Reducing Transmission Risk

Condoms reduce the risk but don’t eliminate it, since herpes can shed from skin that a condom doesn’t cover. Research published through the Guttmacher Institute found that consistent condom use was highly protective for women, reducing their risk of acquiring HSV-2 by roughly 90%. For men, however, condoms showed no statistically significant protective effect in the same study, likely because more of the exposed skin on men falls outside the area a condom covers.

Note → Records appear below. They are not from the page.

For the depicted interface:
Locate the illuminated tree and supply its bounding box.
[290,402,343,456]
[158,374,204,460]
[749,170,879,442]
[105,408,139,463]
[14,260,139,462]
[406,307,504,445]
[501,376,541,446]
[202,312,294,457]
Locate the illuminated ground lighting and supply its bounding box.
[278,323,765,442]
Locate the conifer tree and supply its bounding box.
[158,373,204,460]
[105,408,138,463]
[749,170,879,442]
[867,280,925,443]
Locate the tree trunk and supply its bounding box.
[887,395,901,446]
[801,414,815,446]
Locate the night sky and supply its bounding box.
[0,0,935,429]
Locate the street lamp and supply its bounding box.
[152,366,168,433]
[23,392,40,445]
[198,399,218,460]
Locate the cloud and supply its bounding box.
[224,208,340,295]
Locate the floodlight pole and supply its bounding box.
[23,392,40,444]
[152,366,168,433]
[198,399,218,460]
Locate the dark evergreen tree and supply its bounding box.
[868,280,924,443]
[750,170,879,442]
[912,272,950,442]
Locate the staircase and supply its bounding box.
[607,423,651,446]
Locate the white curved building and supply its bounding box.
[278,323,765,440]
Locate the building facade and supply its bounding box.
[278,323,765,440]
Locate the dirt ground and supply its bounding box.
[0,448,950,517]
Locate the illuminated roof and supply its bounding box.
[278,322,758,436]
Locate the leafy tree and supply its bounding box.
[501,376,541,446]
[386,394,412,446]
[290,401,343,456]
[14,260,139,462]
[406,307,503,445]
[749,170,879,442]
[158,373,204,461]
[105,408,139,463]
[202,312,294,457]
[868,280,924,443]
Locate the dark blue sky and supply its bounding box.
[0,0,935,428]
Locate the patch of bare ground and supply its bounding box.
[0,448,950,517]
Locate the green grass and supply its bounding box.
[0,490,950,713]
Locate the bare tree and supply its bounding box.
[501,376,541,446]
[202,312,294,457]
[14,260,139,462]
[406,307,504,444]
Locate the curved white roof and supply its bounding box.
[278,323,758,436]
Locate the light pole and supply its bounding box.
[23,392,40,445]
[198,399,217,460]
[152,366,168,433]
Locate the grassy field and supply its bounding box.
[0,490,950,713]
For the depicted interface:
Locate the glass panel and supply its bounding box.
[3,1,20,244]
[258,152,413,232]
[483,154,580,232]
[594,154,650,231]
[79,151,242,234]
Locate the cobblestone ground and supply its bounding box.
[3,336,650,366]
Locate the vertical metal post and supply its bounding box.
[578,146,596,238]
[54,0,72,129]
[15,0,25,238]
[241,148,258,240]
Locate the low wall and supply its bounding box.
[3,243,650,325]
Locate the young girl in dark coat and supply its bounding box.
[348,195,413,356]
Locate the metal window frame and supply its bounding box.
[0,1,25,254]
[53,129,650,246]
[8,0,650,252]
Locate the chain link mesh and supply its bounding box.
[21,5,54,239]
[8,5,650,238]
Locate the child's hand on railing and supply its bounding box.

Daily suppressive antiviral medication taken by the infected partner also lowers the rate of HSV-2 transmission in couples where one person is positive and the other is not. Combining condom use with suppressive therapy provides the strongest risk reduction available, though neither method alone or together can bring the risk to zero.

Avoiding sexual contact during active outbreaks is important, since viral load is highest when sores are present. But given that asymptomatic shedding accounts for so much transmission, abstaining only during visible outbreaks isn’t a complete prevention strategy on its own.

Testing After a Potential Exposure

If you think you’ve been exposed, standard blood tests look for antibodies your immune system produces in response to the virus. These antibodies take time to build up. The CDC notes it can take up to 16 weeks or more after exposure for current tests to reliably detect a new infection. Testing too early can produce a false negative. If you have an active sore, a swab test of the lesion can identify the virus directly and give faster, more accurate results than a blood test taken shortly after exposure.